Court of Appeal Holds Statutory Rights Supersede Arbitration Award

Click for PDF

Seyfarth Synopsis: California Business and Professions Code section 16600 expresses California’s strong public policy of protecting the right of citizens to pursue any lawful employment. The Court of Appeal vacated an arbitration award on the ground that the arbitrator exceeded the authority of the arbitration agreement by enforcing an employment contract that violated the plaintiff’s statutory right to pursue lawful employment.

The Facts

Richard Brown worked for TGS Management Company, an equities trading company specializing in statistical arbitrage. As a condition to employment, Brown signed an agreement containing a two-year non-compete provision, as well as numerous confidentiality provisions.

After TGS terminated Brown, he made an arbitration claim against TGS for (1) a judicial declaration that he could compete with TGS without breaching the confidentiality provisions, and (2) an injunction prohibiting enforcement of the non-compete provision. The arbitrator found there was no showing that the confidentiality provisions were unreasonably restrictive, and ruled the non-compete provision did not present a “ripe” controversy because the two-year period had already passed. The arbitrator also agreed with TGS’s claim that Brown forfeited two deferred bonuses, and ordered Brown to refund $652,243 and pay TGS $2,462,721 in attorney’s fees and $172,682 for costs.

Brown filed a petition to vacate the arbitration award, arguing that the arbitrator “exceeded his power” in issuing an award violating “fundamental public policy and California statutes.” The trial court denied Brown’s petition, noting that because the arbitrator denied Brown’s declaratory relief request on the ground that the controversy was not “ripe,” the arbitration award did not implicate public policy. Brown appealed that decision.

The Court of Appeal’s Decision

At issue on appeal was whether the arbitration award exceeded the arbitrator’s powers by issuing an award that (a) violated an individual’s unwaivable statutory rights, or (b) contravened an explicit legislative expression of public policy. Brown argued that the confidentiality provisions in his employment contract illegally restrained him from working in statistical arbitrage after leaving TGS, and that the arbitration award left these unlawful anti-competitive provisions in effect, thereby exceeding the arbitrator’s powers.
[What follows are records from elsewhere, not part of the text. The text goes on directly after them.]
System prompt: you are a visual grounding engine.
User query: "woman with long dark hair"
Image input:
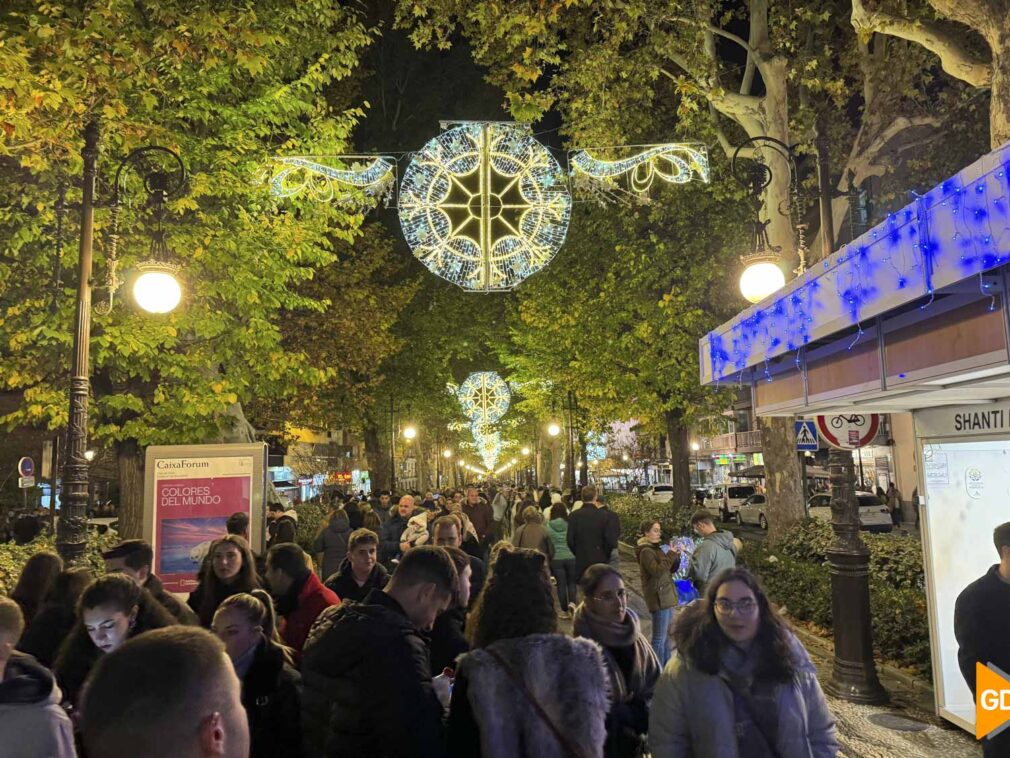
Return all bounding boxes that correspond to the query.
[10,550,63,625]
[17,568,94,668]
[573,563,660,758]
[447,545,610,758]
[54,574,176,707]
[187,535,262,629]
[648,569,838,758]
[211,589,304,758]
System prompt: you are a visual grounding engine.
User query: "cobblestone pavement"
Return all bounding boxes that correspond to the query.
[621,554,982,758]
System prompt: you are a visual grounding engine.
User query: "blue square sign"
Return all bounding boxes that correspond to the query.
[796,420,820,453]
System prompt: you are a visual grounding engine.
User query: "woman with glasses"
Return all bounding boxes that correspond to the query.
[573,563,660,758]
[648,569,838,758]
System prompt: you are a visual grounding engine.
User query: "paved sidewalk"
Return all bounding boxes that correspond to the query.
[621,551,982,758]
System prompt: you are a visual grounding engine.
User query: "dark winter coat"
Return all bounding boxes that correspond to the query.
[691,530,736,594]
[635,538,681,613]
[512,524,554,560]
[568,503,621,578]
[0,653,77,758]
[277,571,340,653]
[379,508,418,568]
[953,564,1010,694]
[301,590,445,758]
[242,640,305,758]
[143,574,200,627]
[53,589,176,707]
[312,508,351,582]
[17,602,77,668]
[447,635,610,758]
[325,558,389,602]
[428,605,470,676]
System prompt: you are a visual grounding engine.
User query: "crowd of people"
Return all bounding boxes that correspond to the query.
[0,486,868,758]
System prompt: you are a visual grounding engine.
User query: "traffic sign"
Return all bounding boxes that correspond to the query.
[796,420,820,453]
[817,413,881,450]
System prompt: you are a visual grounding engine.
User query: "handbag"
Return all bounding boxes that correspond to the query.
[485,648,583,758]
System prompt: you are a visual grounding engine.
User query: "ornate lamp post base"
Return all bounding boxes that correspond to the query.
[824,448,888,704]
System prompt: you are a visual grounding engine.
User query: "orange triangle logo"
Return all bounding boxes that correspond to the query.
[975,663,1010,740]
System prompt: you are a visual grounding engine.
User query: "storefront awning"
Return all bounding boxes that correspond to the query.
[700,145,1010,415]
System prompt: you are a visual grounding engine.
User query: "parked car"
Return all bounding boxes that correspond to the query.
[733,494,768,529]
[641,484,674,502]
[807,492,894,532]
[705,484,758,522]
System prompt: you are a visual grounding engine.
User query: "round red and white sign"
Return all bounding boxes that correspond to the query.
[817,413,881,450]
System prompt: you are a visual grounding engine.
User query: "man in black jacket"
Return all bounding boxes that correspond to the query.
[568,484,621,579]
[102,540,200,627]
[379,495,414,568]
[953,522,1010,756]
[302,546,457,758]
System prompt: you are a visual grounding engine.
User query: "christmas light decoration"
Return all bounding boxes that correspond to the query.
[270,156,396,205]
[569,143,709,195]
[399,121,572,292]
[701,145,1010,384]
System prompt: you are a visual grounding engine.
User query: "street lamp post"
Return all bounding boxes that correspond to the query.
[57,120,186,565]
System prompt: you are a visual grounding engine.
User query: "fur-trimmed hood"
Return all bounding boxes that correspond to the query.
[457,634,610,758]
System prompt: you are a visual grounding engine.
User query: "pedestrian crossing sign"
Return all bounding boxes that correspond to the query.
[796,420,820,453]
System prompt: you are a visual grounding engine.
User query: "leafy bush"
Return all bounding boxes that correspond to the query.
[740,520,931,675]
[0,530,119,595]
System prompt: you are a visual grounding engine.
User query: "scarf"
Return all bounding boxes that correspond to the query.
[573,602,661,703]
[572,602,640,648]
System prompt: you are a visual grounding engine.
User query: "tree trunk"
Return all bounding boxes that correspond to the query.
[758,416,806,544]
[663,410,691,510]
[362,425,391,492]
[115,440,143,540]
[989,49,1010,148]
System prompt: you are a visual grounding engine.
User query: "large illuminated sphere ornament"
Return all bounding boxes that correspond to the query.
[133,262,183,313]
[399,122,572,292]
[457,371,512,424]
[740,259,786,302]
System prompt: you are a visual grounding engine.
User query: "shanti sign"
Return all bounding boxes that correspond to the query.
[270,121,709,292]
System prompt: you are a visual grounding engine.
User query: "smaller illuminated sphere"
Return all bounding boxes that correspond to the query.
[133,270,183,313]
[740,261,786,302]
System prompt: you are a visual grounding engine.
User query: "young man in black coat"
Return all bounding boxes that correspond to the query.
[567,485,621,579]
[302,546,457,758]
[953,522,1010,756]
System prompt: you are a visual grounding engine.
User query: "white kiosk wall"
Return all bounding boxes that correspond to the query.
[915,402,1010,732]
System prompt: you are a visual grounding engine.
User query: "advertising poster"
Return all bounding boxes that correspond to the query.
[153,456,254,592]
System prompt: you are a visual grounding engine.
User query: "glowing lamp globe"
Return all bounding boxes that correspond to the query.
[740,260,786,302]
[133,264,183,313]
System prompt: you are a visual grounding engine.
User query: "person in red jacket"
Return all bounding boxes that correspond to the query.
[267,543,340,655]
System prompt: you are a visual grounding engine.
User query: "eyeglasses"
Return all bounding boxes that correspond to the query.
[592,589,628,602]
[715,597,758,615]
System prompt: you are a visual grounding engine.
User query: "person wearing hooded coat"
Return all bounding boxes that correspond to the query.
[0,597,77,758]
[573,563,661,758]
[312,506,352,576]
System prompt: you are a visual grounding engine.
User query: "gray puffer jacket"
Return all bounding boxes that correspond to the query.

In resolving this issue, the Court of Appeal looked at California Business and Professions Code section 16600, which creates a strong public policy of voiding contracts that restrict an individual’s right to pursue lawful employment. The Court of Appeal then concluded that TGS’s confidentiality provisions were so broad as to operate as a de facto non-compete provision barring Brown in perpetuity from doing any work in the securities field. For example, by defining “Confidential Information” as all information usable in or related to the securities industry at large, and not just statistical arbitrage, TSG effectively barred Brown from trading securities for the remainder of his life.

The Court of Appeal thus held that the arbitration award improperly allowed the confidentiality provisions to stand as a perpetual restriction on Brown’s right to compete with TGS, and that this was inconsistent with California’s public policy of protecting Brown’s rights under section 16600. Consequently, the trial court erred in denying Brown’s petition to vacate the arbitration award, and in entering judgment for TGS on the award. 

What Brown Means to Employers

Although Brown generally concerns an arbitrator’s authority where statutory rights are concerned, it involved only those rights conferred on Californians by Business and Professions Code section 16600. Unfortunately, the fact that the Brown decision involved only section 16600 might not prevent some plaintiffs from trying to have courts apply its limited holding to unfavorable arbitration awards involving other public policies.